# Bristol worms... how do i kill them?



## PheonixSaint (Jun 9, 2009)

Um there seems to be a lot in here and they're getting big, is there a fish or crab or anything that would eat them so i don't have to try to get them out myself??:chair:


----------



## Hoyo12 (May 18, 2009)

I know of two species that eat Brislteworms. There is the Bicolor Pseudochromis (A fish) and the Coral Banded Shrimp.


----------



## crazyfishlady (Nov 4, 2007)

How large is your tank? If you wanted a smaller fish the six lined wrasse is known for eating bristleworms and I've seen my skunk shrimp stick one of it's arms in a hole in my rock, pull out a bristleworm and start munching on it. There's also the Arrow Crab but, I would not suggest it if you have smaller fish or corals.


----------



## Tallonebball (Apr 6, 2009)

Bristle worms are a really bad pest that can destroy your tank, if they are getting big and there are a lot of them than putting a fish or crab in there won't work, in fact, the bristle-worms, if they have gotten out of control, will eat the fish and crab before they eat them. Bristle-worms are in most peoples tanks, they only get big and out of control if you are overfeeding which results in extra food for them. you have to lower the feeding or completely restart your tank. sorry..


----------



## PheonixSaint (Jun 9, 2009)

Hey Thanks for the advice, I have a small tank just a 24 gal and i'm just starting out, but yeah the biggest worm i had was like 4 in and i just removed his whole little rock but then i noticed all the rest of them, so anyways i got a banded shrimp for all the little ones, and a contraption called Trap'em for the larger ones, I'm gonna try it all out tonight.. I'd really rather not start over

I think later on after i remove my damsels, I'm going to get the 6 line wrasse, so hopefully that'll control them later on, We.ll see, thanks again


----------



## Fishfirst (Jan 24, 2005)

I'm going to disagree with Tallonebball. Bristleworms are generally harmless detritus eating creatures.

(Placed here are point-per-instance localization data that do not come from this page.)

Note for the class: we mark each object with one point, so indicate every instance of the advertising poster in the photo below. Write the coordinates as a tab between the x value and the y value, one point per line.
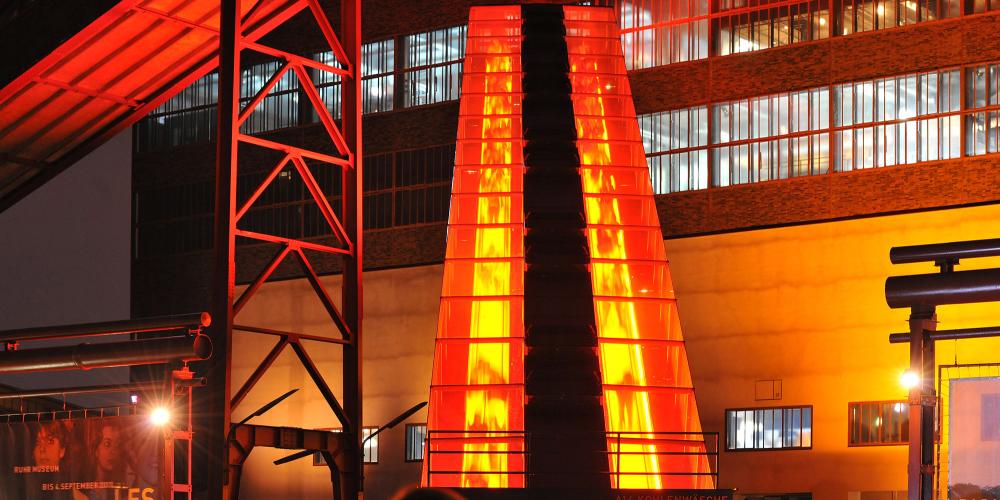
107	458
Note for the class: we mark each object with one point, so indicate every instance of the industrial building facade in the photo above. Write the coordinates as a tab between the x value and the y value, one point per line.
790	144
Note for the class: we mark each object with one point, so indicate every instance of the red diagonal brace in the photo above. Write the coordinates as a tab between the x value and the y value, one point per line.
261	278
320	198
262	93
321	110
324	297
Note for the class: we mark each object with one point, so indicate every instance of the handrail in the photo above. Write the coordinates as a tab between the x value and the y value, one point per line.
455	437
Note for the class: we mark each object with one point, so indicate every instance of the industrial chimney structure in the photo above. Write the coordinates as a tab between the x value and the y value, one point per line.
559	359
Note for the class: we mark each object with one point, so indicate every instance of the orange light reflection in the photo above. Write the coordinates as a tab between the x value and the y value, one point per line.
481	312
629	272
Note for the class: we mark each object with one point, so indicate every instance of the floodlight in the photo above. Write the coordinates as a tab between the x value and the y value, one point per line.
160	416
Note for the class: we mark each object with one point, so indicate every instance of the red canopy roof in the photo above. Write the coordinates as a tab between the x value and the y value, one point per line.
109	75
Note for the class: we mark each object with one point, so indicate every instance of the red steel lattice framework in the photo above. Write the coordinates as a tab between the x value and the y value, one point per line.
345	141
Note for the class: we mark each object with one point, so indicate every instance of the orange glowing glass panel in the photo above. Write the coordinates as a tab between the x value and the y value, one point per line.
477	386
645	375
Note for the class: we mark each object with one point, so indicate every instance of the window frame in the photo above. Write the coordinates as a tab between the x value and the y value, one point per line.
812	430
853	404
402	71
423	443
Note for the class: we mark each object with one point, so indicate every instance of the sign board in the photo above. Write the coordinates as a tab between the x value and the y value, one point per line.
114	458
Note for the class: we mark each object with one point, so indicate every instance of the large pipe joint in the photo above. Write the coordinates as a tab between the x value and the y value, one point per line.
89	356
928	290
936	252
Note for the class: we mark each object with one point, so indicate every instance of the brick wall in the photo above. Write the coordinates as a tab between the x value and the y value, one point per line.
903	188
909	49
179	284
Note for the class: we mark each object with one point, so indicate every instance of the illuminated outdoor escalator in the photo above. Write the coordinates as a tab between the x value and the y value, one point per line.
563	415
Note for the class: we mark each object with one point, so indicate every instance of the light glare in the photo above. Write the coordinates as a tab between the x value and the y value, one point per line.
160	416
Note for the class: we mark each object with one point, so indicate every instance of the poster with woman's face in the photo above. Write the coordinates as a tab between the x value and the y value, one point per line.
80	459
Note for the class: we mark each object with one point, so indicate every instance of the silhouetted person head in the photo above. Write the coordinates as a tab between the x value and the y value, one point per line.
50	444
108	454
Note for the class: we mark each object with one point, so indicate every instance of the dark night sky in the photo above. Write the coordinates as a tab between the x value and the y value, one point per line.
64	256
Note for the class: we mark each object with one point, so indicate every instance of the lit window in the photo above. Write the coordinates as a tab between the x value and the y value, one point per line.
881	124
771	137
416	435
371	446
767	27
676	144
769	428
868	15
659	32
880	422
279	109
983	126
432	64
376	79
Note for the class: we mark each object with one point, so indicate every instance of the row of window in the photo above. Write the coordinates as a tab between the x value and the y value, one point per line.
430	72
869	423
859	125
661	32
653	33
400	189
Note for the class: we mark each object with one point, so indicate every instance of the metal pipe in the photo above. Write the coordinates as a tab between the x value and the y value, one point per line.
99	389
938	251
960	287
192	321
67	391
87	356
961	333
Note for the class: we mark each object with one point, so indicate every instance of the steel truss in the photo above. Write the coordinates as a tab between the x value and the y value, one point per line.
346	141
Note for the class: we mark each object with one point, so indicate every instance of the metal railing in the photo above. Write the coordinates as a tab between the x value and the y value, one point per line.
446	443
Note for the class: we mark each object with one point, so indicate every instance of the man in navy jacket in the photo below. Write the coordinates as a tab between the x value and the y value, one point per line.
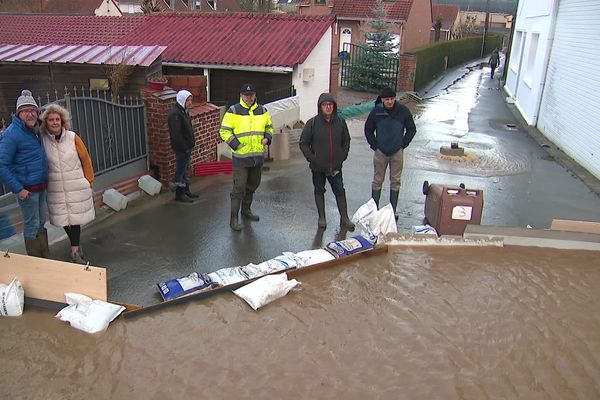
389	129
24	170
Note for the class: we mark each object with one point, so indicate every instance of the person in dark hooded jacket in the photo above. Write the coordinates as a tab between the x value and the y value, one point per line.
389	129
183	141
325	143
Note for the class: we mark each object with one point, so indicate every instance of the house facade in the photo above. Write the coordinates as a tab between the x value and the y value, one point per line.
551	75
411	20
448	16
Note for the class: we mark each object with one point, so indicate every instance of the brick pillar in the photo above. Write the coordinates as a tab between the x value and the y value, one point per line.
206	122
406	73
334	73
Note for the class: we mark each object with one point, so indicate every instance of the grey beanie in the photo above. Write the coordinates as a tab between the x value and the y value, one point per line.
25	99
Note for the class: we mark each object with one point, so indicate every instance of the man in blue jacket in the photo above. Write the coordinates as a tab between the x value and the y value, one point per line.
389	129
24	170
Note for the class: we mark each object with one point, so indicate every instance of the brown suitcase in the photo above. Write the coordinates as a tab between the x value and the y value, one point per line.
450	208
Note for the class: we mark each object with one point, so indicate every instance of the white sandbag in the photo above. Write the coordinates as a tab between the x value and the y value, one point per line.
266	289
383	221
88	315
310	257
228	276
12	298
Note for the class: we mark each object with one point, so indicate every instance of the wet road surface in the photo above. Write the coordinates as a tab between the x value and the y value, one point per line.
156	239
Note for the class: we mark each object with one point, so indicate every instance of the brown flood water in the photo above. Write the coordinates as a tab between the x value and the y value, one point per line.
416	323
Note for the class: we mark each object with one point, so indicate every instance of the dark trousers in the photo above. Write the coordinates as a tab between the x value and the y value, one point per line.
336	182
74	234
245	182
182	163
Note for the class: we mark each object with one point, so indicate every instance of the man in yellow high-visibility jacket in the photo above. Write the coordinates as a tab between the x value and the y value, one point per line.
247	129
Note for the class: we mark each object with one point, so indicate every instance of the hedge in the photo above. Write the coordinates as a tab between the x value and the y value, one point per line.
430	58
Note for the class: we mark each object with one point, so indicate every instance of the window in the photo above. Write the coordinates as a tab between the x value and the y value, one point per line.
531	54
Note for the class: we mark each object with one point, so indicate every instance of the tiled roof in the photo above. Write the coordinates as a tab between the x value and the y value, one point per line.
363	9
241	39
233	39
54	29
81	54
447	12
82	7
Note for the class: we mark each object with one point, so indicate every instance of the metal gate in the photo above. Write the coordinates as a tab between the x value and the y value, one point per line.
364	69
114	133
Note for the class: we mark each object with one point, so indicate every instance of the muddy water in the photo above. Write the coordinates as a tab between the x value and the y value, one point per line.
415	323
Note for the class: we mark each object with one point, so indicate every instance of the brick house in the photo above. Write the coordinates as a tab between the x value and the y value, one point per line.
449	17
411	19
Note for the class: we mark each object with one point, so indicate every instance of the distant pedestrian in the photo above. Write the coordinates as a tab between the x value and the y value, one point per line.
493	62
325	143
183	141
70	177
247	129
24	170
389	129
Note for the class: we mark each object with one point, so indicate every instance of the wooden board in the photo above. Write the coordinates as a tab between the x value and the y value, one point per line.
46	279
226	289
575	226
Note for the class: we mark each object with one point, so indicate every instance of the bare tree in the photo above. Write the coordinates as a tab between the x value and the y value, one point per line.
149	6
263	6
119	72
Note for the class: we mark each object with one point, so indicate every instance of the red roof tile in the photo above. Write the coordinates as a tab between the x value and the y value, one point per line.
363	9
243	39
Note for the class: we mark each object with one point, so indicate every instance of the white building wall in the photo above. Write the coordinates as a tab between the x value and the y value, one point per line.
311	78
569	114
530	50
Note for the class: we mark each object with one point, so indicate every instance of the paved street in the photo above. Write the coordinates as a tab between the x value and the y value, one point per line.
156	239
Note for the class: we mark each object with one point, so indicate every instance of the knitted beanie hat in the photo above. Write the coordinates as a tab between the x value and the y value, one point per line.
25	99
387	92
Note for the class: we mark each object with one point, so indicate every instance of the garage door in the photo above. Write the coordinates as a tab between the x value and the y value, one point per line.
569	111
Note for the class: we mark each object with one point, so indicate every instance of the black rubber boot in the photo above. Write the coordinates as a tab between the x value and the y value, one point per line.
246	212
43	239
235	210
190	194
33	247
394	201
181	196
320	202
343	209
375	194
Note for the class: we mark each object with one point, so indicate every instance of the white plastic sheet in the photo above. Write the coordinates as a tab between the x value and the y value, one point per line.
88	315
373	223
12	298
266	289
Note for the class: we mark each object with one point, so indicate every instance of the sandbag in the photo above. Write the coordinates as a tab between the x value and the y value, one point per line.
88	315
12	298
266	289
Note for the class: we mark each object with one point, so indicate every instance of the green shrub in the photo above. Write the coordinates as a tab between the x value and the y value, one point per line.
431	59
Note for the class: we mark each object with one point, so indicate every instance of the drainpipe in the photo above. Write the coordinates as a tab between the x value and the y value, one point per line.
544	75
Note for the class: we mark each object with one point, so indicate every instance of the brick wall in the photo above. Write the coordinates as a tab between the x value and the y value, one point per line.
406	73
206	122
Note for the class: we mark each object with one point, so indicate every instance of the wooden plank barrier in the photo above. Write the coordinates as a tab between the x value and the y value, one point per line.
213	168
575	226
49	280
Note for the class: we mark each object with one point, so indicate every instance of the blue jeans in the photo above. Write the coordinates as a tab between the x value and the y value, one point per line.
336	182
33	209
182	163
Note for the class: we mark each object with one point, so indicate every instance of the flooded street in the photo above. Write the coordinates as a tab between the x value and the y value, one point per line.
416	323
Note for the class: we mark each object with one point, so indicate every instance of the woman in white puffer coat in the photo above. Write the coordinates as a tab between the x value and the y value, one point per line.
70	177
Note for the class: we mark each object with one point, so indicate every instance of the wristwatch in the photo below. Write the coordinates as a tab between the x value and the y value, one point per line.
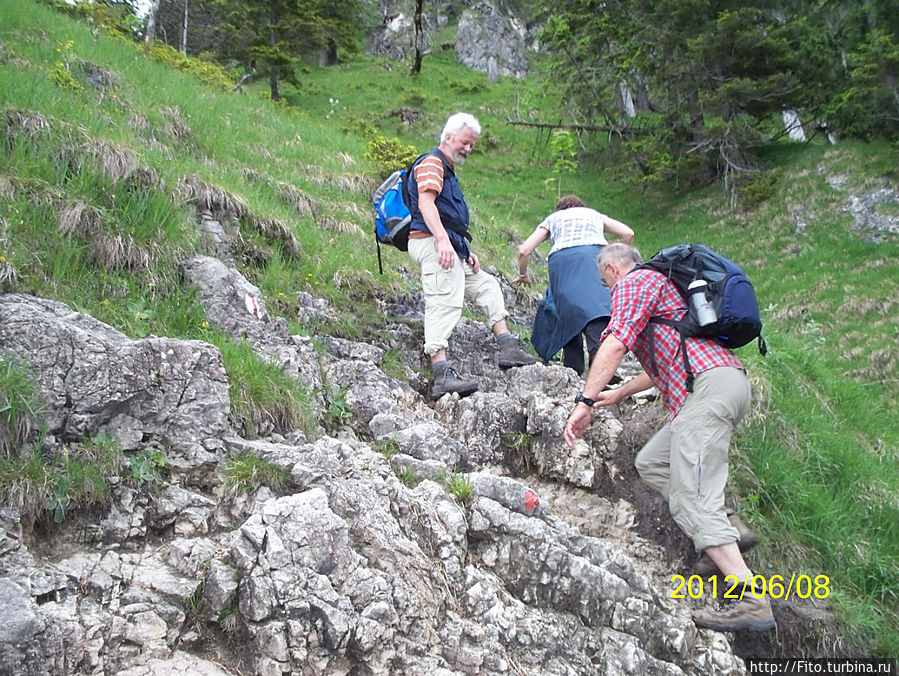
581	399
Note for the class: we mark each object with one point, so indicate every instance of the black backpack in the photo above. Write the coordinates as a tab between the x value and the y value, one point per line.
728	291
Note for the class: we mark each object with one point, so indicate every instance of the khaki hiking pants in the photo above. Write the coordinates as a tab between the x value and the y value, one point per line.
446	290
686	461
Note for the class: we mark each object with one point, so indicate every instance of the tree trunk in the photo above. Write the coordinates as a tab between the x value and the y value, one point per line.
273	83
184	31
419	39
273	73
150	34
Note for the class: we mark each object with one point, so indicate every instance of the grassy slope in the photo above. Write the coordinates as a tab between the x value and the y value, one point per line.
816	466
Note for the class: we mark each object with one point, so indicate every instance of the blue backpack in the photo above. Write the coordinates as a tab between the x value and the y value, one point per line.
729	291
392	217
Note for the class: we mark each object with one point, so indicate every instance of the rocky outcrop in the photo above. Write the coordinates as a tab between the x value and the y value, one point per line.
96	380
492	40
461	537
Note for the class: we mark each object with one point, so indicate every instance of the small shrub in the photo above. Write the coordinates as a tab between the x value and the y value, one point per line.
460	487
386	447
407	476
263	397
389	154
62	78
208	72
149	467
337	410
245	472
392	364
21	410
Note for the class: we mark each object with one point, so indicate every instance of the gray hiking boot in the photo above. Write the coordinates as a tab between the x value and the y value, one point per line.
750	613
705	567
511	353
448	379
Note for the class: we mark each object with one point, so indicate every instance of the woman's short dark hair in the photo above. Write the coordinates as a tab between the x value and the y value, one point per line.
569	201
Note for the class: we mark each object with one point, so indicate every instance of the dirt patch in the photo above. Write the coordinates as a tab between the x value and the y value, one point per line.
803	628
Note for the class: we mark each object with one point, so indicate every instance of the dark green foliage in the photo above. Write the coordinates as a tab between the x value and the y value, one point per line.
275	33
718	75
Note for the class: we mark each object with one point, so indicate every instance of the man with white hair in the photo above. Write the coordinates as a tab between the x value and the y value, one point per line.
450	271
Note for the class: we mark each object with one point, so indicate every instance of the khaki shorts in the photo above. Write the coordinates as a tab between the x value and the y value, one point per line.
686	461
446	290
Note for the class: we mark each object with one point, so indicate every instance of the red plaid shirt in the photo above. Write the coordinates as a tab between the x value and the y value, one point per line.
642	294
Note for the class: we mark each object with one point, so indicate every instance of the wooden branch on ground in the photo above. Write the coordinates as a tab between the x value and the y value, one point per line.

A natural control will keep the population in check and you won't have any problems.


----------



## Tallonebball (Apr 6, 2009)

Im sorry, I wasn't clear enough, they are in everyone's tank and they aren't a pest until they get out of control, when they are out of control they are a problem.


----------



## PheonixSaint (Jun 9, 2009)

yeah and I'm sure that goes with everything, but i dropped in that shrimp a few days ago, and have been using that trap, nothing in the trap yet, but if the shrimp didn't eat them they definately went into hiding


----------